Early childhood education strategies backed by science
Early childhood education is vital for children to grow into well-functioning adults. You might think ‘it’s a bit too soon to think about that, isn’t it?’ But there’s never too early a time to help children get the best start in life. Scientists, scholars, and researchers have looked over and debated for years about the best type of early childhood education.
Science, technology, research, engineering, arts and mathematics. STREAM and its variations are core principles in school curriculums around Australia. In a recent blog article, Ebony from the Capalaba centre wrote about how the staff and children incorporate these principles in everyday activities.
The human brain is a supercomputer, one of the most complicated on Earth. STREAM moulds little minds through imparting vital knowledge. Thanks to these programs, children learn literacy and numeracy, and refine their motor skills.
But how do the kids learn? They do so actively, not passively. Play-based learning is key in early childhood education and facilitates STREAM principles.
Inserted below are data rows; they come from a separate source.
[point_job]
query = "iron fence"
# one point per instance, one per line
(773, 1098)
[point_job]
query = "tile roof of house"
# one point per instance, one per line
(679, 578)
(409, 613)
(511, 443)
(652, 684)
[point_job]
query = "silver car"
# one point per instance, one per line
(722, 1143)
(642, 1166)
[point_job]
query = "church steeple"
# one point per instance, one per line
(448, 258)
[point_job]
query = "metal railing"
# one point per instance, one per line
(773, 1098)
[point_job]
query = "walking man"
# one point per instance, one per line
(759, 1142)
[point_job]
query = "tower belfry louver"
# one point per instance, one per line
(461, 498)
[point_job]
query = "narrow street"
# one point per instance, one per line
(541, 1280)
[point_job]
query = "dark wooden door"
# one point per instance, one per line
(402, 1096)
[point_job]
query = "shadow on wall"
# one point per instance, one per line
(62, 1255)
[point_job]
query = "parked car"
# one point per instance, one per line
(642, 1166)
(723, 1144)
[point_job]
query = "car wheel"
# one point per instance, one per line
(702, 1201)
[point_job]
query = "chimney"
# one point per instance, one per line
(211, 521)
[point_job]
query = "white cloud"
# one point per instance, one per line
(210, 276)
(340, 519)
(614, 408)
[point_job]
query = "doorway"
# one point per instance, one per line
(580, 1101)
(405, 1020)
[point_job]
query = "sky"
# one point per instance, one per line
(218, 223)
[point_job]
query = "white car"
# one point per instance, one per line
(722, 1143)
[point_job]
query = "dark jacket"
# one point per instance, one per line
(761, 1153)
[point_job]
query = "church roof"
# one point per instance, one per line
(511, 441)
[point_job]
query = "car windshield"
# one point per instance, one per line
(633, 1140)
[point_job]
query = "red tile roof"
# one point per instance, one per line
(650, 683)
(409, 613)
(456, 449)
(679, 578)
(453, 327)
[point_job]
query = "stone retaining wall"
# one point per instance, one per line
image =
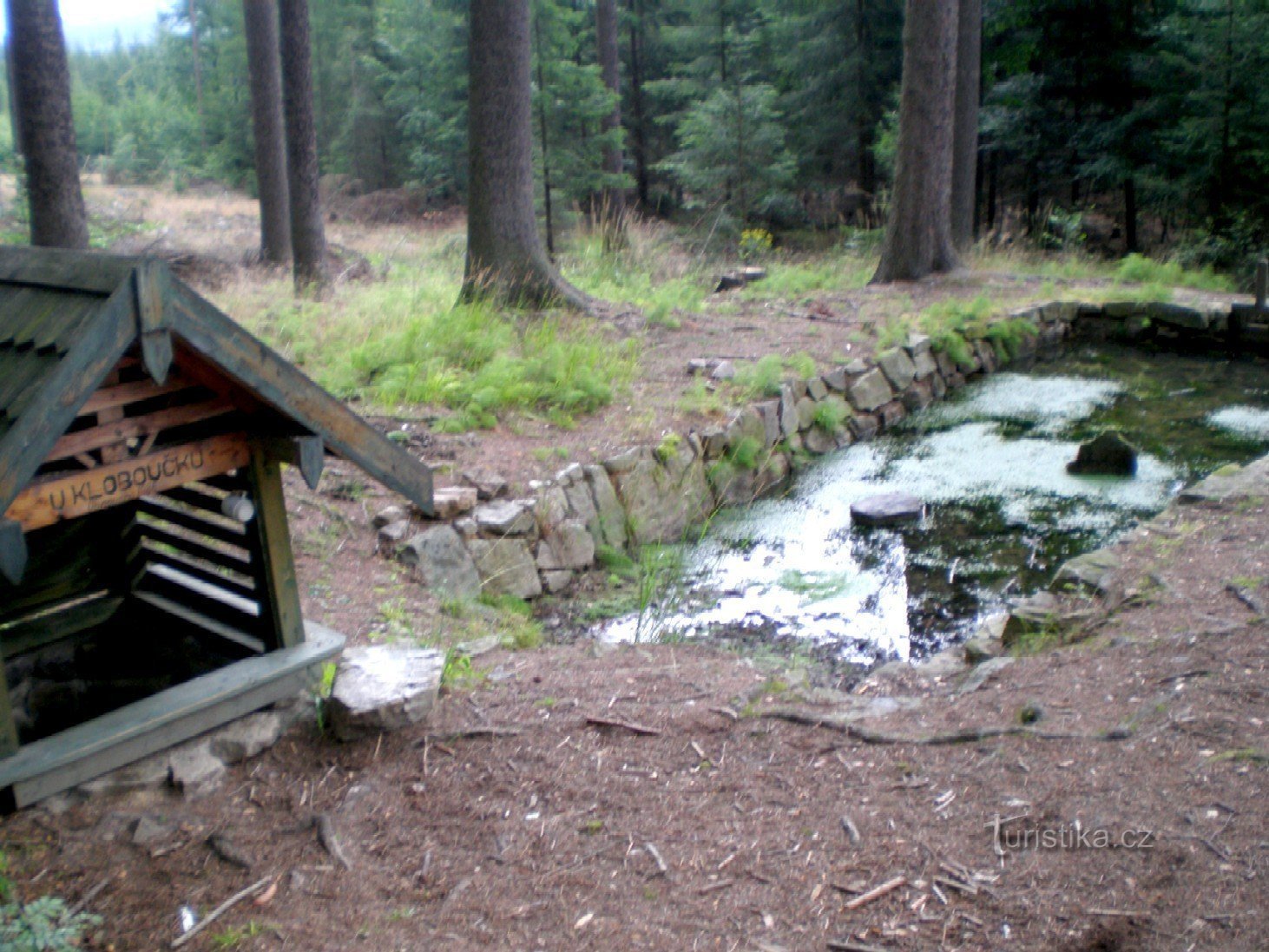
(536, 545)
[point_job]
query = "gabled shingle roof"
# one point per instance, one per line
(68, 318)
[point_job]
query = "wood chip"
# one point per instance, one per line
(886, 888)
(623, 725)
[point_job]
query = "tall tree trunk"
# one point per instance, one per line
(1129, 214)
(304, 186)
(867, 125)
(263, 61)
(198, 73)
(504, 250)
(642, 187)
(42, 98)
(613, 200)
(546, 142)
(919, 231)
(969, 82)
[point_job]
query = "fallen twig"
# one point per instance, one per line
(221, 910)
(662, 867)
(329, 839)
(851, 946)
(87, 897)
(851, 831)
(969, 735)
(623, 725)
(886, 888)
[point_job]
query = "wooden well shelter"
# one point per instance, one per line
(143, 542)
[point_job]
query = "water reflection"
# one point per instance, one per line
(1003, 512)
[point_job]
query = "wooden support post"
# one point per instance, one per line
(275, 571)
(306, 453)
(13, 551)
(156, 351)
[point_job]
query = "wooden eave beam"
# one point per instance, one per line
(225, 345)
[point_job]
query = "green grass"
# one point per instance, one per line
(404, 342)
(1146, 271)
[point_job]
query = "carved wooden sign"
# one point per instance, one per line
(93, 490)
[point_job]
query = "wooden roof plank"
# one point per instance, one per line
(55, 401)
(58, 268)
(224, 343)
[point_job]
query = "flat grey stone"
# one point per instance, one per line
(444, 562)
(488, 485)
(726, 370)
(505, 568)
(1093, 569)
(566, 546)
(505, 518)
(194, 770)
(390, 515)
(978, 675)
(898, 367)
(609, 526)
(887, 509)
(393, 535)
(384, 688)
(871, 391)
(247, 737)
(1107, 455)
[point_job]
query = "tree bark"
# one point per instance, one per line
(505, 257)
(42, 99)
(964, 161)
(642, 184)
(612, 207)
(263, 60)
(919, 231)
(307, 233)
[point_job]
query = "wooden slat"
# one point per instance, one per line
(134, 427)
(233, 560)
(134, 392)
(56, 625)
(242, 589)
(54, 404)
(219, 529)
(71, 496)
(208, 601)
(165, 719)
(191, 616)
(195, 496)
(225, 345)
(277, 567)
(56, 268)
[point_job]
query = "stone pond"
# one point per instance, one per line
(1003, 513)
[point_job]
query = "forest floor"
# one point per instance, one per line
(510, 820)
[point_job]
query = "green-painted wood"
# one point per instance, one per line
(8, 726)
(131, 732)
(55, 626)
(306, 453)
(56, 268)
(13, 551)
(277, 567)
(225, 345)
(201, 620)
(55, 401)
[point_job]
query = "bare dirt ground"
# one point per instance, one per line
(513, 822)
(510, 822)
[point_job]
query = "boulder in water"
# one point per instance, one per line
(1109, 455)
(887, 509)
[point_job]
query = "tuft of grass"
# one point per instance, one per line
(1140, 269)
(830, 414)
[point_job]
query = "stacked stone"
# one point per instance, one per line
(538, 543)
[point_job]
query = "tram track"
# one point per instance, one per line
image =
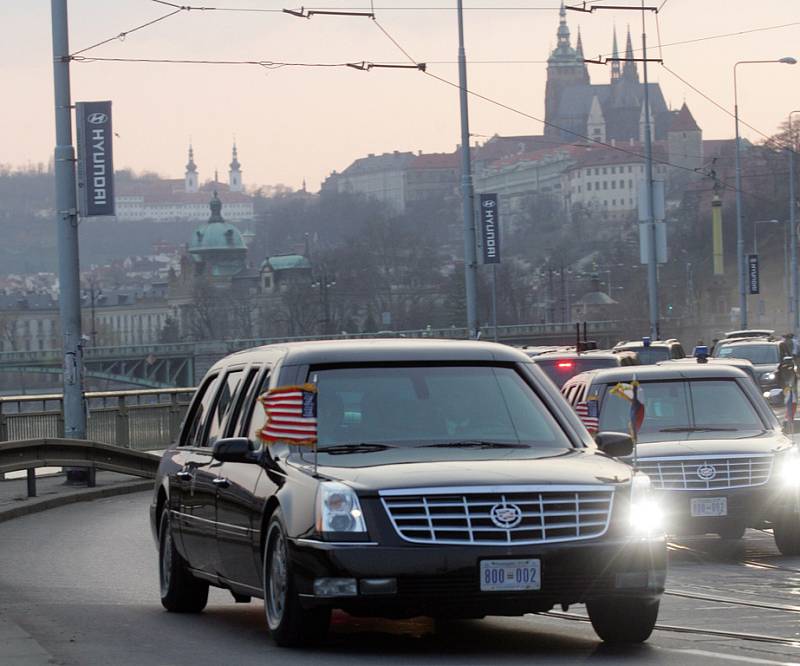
(718, 633)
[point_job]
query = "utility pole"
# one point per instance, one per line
(652, 258)
(67, 220)
(467, 191)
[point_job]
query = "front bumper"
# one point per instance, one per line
(755, 506)
(444, 580)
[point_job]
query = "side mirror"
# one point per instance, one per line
(774, 397)
(235, 449)
(615, 444)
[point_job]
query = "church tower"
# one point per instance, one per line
(190, 178)
(235, 173)
(565, 68)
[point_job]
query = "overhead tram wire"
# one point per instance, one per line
(701, 170)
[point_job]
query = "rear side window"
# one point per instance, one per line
(198, 417)
(223, 406)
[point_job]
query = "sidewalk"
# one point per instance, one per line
(52, 492)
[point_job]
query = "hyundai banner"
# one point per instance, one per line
(490, 229)
(95, 162)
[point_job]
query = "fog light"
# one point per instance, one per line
(335, 587)
(378, 586)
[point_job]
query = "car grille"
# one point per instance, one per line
(538, 514)
(707, 472)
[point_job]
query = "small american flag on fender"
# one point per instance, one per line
(588, 413)
(291, 414)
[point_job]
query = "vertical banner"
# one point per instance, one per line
(490, 229)
(752, 273)
(95, 160)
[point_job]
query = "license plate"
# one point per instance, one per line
(709, 506)
(504, 575)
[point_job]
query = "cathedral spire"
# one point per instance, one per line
(615, 68)
(630, 71)
(190, 177)
(235, 172)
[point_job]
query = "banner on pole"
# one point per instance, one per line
(752, 274)
(490, 229)
(95, 159)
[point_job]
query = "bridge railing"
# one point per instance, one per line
(141, 420)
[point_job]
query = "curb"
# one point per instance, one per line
(36, 505)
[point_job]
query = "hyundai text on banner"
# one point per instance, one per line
(752, 273)
(490, 229)
(95, 162)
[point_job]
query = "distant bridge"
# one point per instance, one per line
(183, 364)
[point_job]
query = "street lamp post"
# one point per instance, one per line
(794, 294)
(739, 231)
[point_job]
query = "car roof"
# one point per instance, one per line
(575, 355)
(368, 350)
(646, 373)
(744, 342)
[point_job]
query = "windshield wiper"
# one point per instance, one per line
(361, 447)
(696, 429)
(478, 444)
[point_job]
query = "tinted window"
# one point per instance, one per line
(199, 413)
(670, 406)
(561, 369)
(754, 353)
(257, 413)
(419, 405)
(222, 406)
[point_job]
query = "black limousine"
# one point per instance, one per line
(448, 479)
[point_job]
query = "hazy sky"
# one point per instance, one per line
(294, 123)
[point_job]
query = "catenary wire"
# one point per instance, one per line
(122, 35)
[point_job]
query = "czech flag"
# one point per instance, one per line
(637, 410)
(791, 403)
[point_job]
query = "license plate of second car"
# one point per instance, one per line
(709, 506)
(509, 575)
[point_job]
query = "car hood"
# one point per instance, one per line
(462, 468)
(699, 443)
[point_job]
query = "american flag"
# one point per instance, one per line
(588, 413)
(291, 414)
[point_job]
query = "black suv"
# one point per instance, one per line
(772, 359)
(449, 479)
(714, 451)
(559, 366)
(652, 351)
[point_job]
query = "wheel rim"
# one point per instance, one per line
(165, 570)
(276, 582)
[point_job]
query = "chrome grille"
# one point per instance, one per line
(464, 515)
(694, 472)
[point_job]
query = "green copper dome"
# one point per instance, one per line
(216, 234)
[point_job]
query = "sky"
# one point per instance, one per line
(301, 123)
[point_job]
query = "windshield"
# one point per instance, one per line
(683, 406)
(652, 355)
(417, 406)
(561, 369)
(754, 353)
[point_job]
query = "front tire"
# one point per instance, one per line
(786, 530)
(623, 620)
(289, 623)
(180, 591)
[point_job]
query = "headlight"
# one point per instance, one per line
(789, 470)
(338, 510)
(646, 517)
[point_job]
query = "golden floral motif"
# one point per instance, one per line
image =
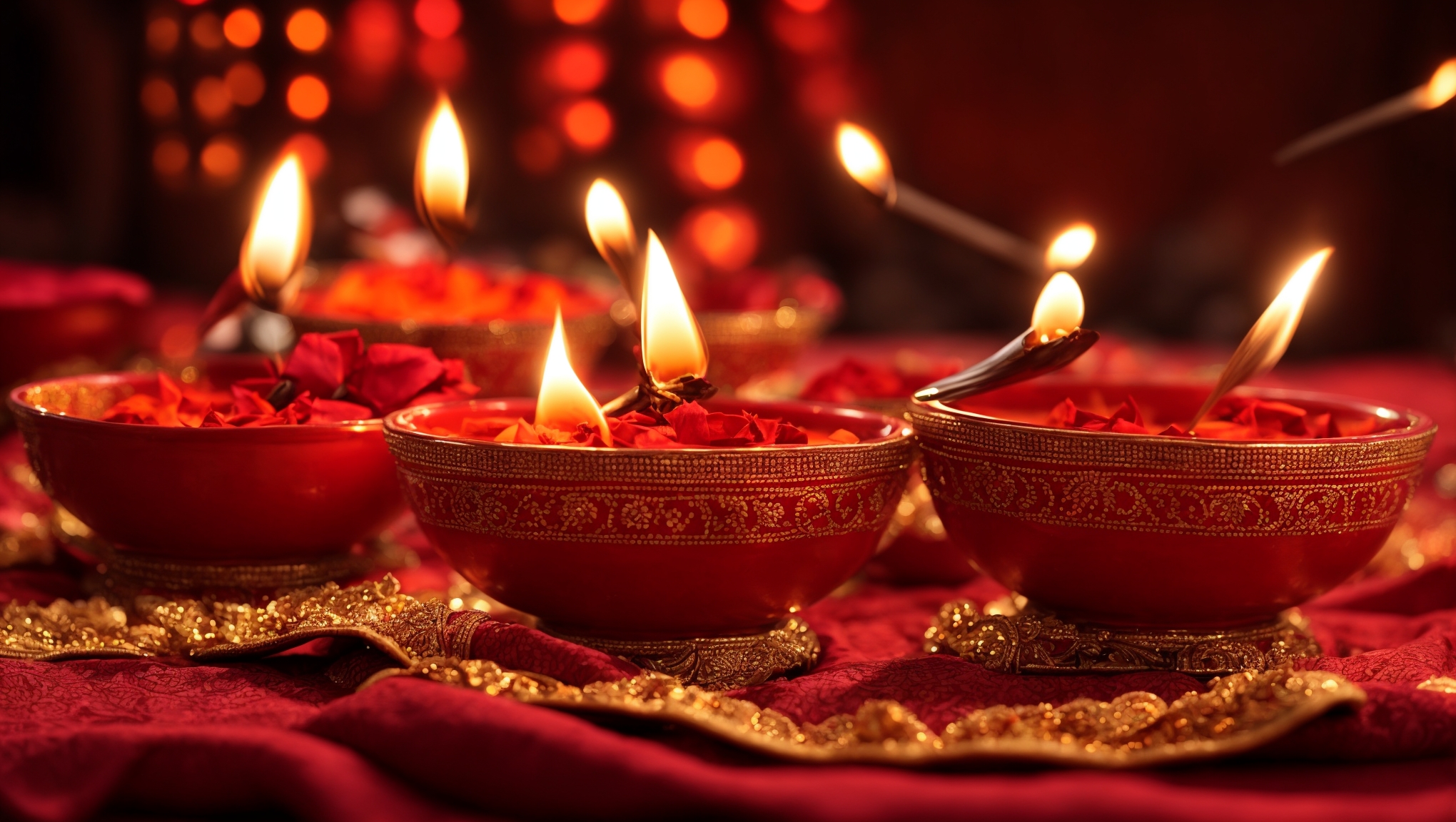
(1236, 714)
(1138, 729)
(651, 515)
(1153, 502)
(718, 662)
(961, 435)
(1040, 644)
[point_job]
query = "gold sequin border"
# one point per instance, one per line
(1133, 731)
(1225, 460)
(690, 467)
(1138, 729)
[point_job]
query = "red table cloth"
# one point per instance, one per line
(277, 735)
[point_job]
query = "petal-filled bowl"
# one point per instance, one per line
(206, 495)
(1145, 530)
(654, 543)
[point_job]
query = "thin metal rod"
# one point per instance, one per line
(970, 230)
(1390, 111)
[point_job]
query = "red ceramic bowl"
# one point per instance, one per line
(652, 544)
(1149, 530)
(206, 495)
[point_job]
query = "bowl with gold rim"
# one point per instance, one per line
(654, 544)
(1167, 532)
(283, 494)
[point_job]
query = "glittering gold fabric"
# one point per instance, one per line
(1136, 729)
(718, 662)
(418, 639)
(1041, 644)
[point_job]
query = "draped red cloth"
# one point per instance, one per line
(172, 736)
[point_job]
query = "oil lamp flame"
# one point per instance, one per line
(564, 402)
(1276, 325)
(1072, 248)
(277, 240)
(610, 229)
(1267, 341)
(607, 220)
(1059, 310)
(672, 344)
(865, 161)
(443, 172)
(1442, 86)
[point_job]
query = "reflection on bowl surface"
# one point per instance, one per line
(206, 495)
(654, 544)
(1156, 530)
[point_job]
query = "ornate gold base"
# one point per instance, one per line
(718, 664)
(1036, 642)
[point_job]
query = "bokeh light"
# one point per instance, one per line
(578, 12)
(442, 60)
(206, 31)
(245, 82)
(159, 98)
(310, 151)
(689, 81)
(372, 36)
(587, 124)
(162, 35)
(242, 26)
(308, 96)
(438, 18)
(725, 236)
(537, 151)
(211, 99)
(575, 66)
(704, 18)
(171, 158)
(717, 163)
(308, 31)
(222, 159)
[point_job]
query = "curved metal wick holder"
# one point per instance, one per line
(1020, 360)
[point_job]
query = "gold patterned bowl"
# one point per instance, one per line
(1143, 530)
(504, 357)
(652, 543)
(747, 344)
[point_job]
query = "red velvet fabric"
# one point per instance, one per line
(152, 736)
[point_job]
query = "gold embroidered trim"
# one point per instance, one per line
(721, 664)
(960, 434)
(624, 514)
(1236, 714)
(213, 629)
(1138, 729)
(1040, 644)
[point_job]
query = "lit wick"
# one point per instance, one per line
(564, 402)
(610, 229)
(1267, 341)
(674, 357)
(1054, 340)
(866, 162)
(443, 176)
(1423, 98)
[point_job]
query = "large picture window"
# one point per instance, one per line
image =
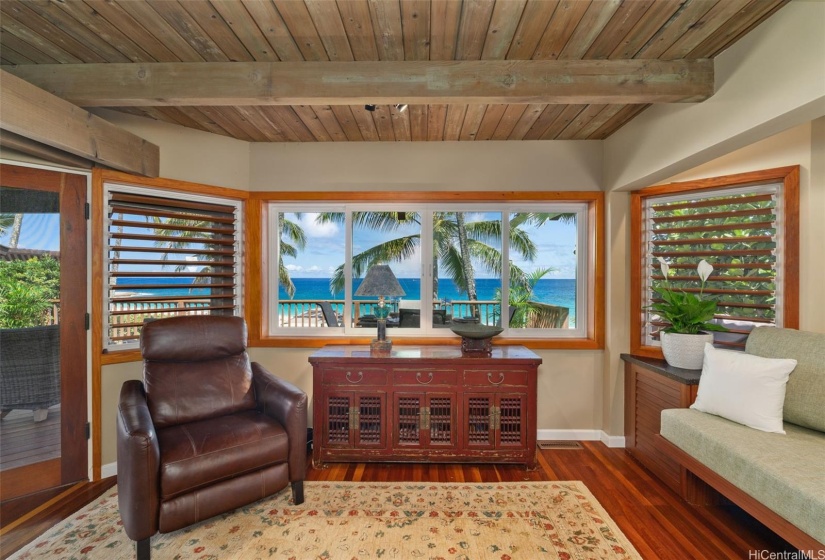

Look at the group of pictures below. Diane Kashin Ed.D, read a book called Sticks and Stones to the members in her workshops and then directed them to a table. It was piled with natural materials like pinecones, rocks and sticks. The participants were asked to build or organise them with STREAM in mind, leading to the formations you see in the pictures.
Children at the Eskay Kids day care centres do similar activities. We paint pieces of bark, organise flower petals, and children often do their own role-play scenarios. They use critical thinking to stack building blocks so they won’t fall (engineering). They use books to develop their literacy and create imaginary characters (technology and arts, respectively).
In early childhood education, play isn’t just done for enjoyment. It’s used by the carers to check the children’s development. Progress is closely tracked and reported regularly so the kids can meet, and exceed, the outcomes of the Early Years Learning Framework.
Research into trends, improvement, and current performance is never finished. In fact, the constant presence of technology has opened a new niche. It includes cyber safety and how technology impacts play, sustainability, and a child’s awareness of their well being. Lists of current projects are available on the Learning Sciences Institute Australia website.